Wirama tak siap mendapat serangan balik. Ia coba bergerak menghindar, tetapi pegangan tangan Bramanta pada pergelangannya membuatnya tak leluasa bergerak.

Tanpa ampun, tinju Bramanta mendarat di dada kiri Wirama. Sepasang mata lelaki muda itu seketika membeliak lebar, diikuti lenguhan tertahan dari mulutnya.

Tubuh Wirama sendiri ikut terdorong ke belakang saking kuatnya tenaga dalam jotosan tersebut. Lelaki muda itu merasakan jantungnya seolah-olah ambrol dan berhenti berdetak.

Napas Wirama tersengal-sengal. Ia tatap Bramanta dengan sorot mata penuh amarah, sebelum kemudian memaki geram, "Keparaaat!"

Bramanta balas tatapan Wirama dengan tak kalah sengit. Tanpa berkata apa-apa, ia memuntir pergelangan tangan Wirama yang masih berada dalam genggamannya. Sebuah bantingan yang dilakukan dengan satu tangan saja!

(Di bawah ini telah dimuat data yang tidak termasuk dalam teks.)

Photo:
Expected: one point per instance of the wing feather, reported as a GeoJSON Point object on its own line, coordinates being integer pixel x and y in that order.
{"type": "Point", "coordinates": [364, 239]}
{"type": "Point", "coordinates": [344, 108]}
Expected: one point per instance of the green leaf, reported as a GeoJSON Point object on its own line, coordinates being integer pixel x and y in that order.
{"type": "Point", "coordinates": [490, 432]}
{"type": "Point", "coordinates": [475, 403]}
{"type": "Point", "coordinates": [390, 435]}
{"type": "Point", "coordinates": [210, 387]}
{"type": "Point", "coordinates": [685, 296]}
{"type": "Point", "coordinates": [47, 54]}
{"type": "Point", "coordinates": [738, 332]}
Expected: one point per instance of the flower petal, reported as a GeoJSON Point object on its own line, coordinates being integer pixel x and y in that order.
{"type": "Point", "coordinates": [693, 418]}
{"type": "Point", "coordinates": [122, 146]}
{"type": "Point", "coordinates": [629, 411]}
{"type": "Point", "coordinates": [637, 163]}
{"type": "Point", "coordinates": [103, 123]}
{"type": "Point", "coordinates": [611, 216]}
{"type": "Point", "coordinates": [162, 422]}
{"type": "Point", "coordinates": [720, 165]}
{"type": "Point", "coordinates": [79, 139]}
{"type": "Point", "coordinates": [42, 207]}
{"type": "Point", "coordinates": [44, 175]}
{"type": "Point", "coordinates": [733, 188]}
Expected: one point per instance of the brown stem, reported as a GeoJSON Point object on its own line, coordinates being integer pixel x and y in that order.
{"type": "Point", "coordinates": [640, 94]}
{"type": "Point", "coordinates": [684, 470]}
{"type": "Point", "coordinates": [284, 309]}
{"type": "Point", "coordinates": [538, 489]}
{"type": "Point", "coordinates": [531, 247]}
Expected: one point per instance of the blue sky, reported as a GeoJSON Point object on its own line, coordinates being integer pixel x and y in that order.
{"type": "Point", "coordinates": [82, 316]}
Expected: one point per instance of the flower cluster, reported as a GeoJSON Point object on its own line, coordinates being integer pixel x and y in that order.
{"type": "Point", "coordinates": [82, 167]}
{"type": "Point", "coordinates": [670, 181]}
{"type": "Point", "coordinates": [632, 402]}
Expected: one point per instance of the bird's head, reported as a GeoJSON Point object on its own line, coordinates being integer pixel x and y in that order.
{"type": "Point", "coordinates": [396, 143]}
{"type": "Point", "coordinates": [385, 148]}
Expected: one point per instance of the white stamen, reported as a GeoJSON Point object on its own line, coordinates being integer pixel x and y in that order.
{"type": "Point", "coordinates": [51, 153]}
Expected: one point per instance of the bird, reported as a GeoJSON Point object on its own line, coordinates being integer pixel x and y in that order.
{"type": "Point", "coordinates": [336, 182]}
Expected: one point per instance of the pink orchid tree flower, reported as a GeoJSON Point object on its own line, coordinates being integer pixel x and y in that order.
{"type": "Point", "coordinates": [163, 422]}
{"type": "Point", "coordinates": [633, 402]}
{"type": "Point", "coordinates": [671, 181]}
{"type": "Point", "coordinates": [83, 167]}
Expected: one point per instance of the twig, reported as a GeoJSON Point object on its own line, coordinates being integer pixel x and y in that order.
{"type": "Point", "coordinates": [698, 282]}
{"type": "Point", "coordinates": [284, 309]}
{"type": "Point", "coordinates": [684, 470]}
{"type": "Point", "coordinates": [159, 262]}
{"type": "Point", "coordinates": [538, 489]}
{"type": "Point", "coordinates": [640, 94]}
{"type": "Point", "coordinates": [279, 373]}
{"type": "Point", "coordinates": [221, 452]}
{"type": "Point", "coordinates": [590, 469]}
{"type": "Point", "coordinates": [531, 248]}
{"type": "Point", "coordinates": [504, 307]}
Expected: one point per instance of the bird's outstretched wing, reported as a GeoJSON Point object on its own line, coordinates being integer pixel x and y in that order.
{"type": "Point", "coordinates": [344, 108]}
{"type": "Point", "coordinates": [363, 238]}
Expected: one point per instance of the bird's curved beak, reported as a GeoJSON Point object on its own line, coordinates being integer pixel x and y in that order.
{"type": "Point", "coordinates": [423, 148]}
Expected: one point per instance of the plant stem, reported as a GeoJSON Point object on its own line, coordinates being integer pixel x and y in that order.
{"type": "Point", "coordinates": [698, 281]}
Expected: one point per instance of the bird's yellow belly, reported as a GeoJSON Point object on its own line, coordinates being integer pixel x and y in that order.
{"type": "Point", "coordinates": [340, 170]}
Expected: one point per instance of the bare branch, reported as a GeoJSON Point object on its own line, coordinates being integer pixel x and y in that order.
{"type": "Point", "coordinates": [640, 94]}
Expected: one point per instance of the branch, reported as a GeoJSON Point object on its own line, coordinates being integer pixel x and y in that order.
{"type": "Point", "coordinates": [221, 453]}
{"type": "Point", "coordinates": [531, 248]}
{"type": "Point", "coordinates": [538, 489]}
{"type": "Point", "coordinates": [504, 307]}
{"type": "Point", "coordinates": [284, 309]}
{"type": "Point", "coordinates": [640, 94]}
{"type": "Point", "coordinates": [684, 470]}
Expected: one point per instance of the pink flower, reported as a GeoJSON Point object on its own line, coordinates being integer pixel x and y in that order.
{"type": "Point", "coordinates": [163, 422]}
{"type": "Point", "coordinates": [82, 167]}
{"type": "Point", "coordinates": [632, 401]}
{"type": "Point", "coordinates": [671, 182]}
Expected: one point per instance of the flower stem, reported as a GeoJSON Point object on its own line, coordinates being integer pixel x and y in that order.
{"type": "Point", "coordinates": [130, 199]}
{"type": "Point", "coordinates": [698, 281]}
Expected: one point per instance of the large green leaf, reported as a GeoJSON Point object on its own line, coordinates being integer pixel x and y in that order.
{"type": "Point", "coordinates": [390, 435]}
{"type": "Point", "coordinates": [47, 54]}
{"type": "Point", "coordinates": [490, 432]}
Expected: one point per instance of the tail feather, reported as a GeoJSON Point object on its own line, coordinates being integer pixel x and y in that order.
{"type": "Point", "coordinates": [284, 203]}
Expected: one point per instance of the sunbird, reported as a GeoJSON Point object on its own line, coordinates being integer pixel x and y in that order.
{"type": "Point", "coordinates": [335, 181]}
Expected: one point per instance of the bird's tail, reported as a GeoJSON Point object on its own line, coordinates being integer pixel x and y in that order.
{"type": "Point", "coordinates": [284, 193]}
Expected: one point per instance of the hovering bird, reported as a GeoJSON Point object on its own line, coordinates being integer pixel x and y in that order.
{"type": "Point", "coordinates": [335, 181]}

"Modyaaar!" seru Bramanta setengah menggeram.

Cukup sekali sentak saja tubuh Wirama sudah terangkat tinggi dan kemudian jatuh tertelungkup di tanah. Sekali lagi lelaki muda itu mengeluh tertahan. Tulang-tulangnya serasa rontok, sakitnya bukan alang kepalang.

Wirama menggeram marah, sembari berusaha bangkit. Ia hendak memaki lagi, tetapi urung dilakukan saat merasakan mulutnya asin bercampur pahit.

Sebagai ganti Wirama lantas meludah ke tanah. Paras pemuda itu berubah ketika melihat air liur yang keluar berwarna merah pekat.

"Sial!" desis Wirama kesal, lalu melirik ke arah belakang. Tiba-tiba saja ia teringat ucapan Sanatha tadi.

Sementara agak jauh di belakang sana, tampak Sanatha berdiri tak bergerak sedikitpun. Tak ubahnya seonggok arca. Meski tak terlihat jelas, Wirama dapat menangkap jika sekujur tubuh temannya itu tengah gemetar hebat.

"Anak muda bau kencur, aku akui nyalimu besar. Namun kau hanya mencari mati dengan berani-berani menyerangku!"

Ucapan tersebut membetot perhatian Wirama. Ketika ia mendongak, ternyata Bramanta sudah berdiri berkacak pinggang hanya satu langkah dari tempatnya tertelungkup.

Wirama cepat bangkit berdiri, meski dengan agak terhuyung-huyung. Ia sudah bersumpah akan melawan Bramanta habis-habisan. Tak peduli jika nyawanya harus melayang karena itu.

"Demi Ki Dukuh, demi Kartasentana, meregang nyawa sekalipun aku rela!" balas Wirama, tak mau terkesan bernyali kecut di hadapan Bramanta.

Seringai sinis Bramanta kembali melengkung. Diam-diam ia mengembangkan telapak tangan kanan dan mengalirinya dengan tenaga dalam penuh.

"Kau memang pemberani, Anak Muda, tetapi sayangnya juga bodoh! Akan aku penuhi keinginanmu itu!" desis Bramanta, lalu dengan cepat menghantamkan telapak tangannya ke depan.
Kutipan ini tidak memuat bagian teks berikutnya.